Tanzania’s TB/HIV funding request to the Global Fund yields three grants


Aidspan staff

Article Type:

Article Number: 4

Funding request identifies vulnerable groups for TB

ABSTRACT The Global Fund Board recently approved three TB and HIV grants for Tanzania, two of which have a government principal recipient (the Ministry of Finance and Planning). The third PR is AMREF Health Africa. The Technical Review Panel cited numerous strengths in the funding request, including the fact that the request identified key populations for TB: i.e. HIV-positive adults and children, mining communities, elderly persons, prisoners, people with diabetes, people who inject drugs, health workers and people living in urban slums.

Mainland Tanzania submitted a funding request for its HIV and TB components that resulted in the Global Fund Board approving three grants, including a TB/HIV grant to a civil society principal recipient (PR) –– AMREF Health Africa. The Ministry of Finance and Planning (MOFP) was awarded an HIV grant and a TB grant.

Tanzania is one of the countries in sub-Saharan Africa most heavily impacted by HIV and TB. The HIV prevalence among adults aged 15–49 was estimated at 5.3% in 2012, which nevertheless represents a steady decline from 7% in 2003. HIV prevalence is highest among key populations.
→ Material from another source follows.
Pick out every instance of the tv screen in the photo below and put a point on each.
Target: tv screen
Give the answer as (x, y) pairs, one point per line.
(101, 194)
These include men who have sex with men (MSM), people who inject drugs (PWID), and sex workers, whose rates are estimated at 25%, 36% and 26%, respectively. Data suggests that HIV infection rates begin to rise much earlier in girls than boys, creating a need to provide age-tailored prevention services to adolescent girls. Significant strides have been made to address vertical transmission of HIV with near universal antiretroviral therapy (ART) coverage of HIV-infected pregnant women.

Tanzania ranks 6th globally in terms of its TB and TB/HIV burdens. The prevalence of TB is estimated by the World Health Organization (WHO) to be 528 per 100,000, with treatment coverage of only 37%, making it particularly critical for the National TB Program to identify and treat the missing TB cases.

Tanzania’s allocation for 2017–2019 was $579.6 million. The indicative breakdown of the allocation was as follows:

HIV –– $408.5 million
TB –– $25.8 million
Malaria –– $145.3 million

Total –– $579.6 million

After Tanzania moved $43.5 million from HIV to malaria to cover resilient and sustainable systems for health (RSSH) activities, and made additional minor adjustments, the final approved program split was as follows:

HIV –– $364.3 million
TB –– $26.5 million
Malaria –– $188.8 million

Total –– $579.6 million

Tanzania’s country coordinating mechanism (CCM) submitted a TB/HIV funding request in the amount of $390.9 million. The CCM also submitted a matching funds request for $14.0 million.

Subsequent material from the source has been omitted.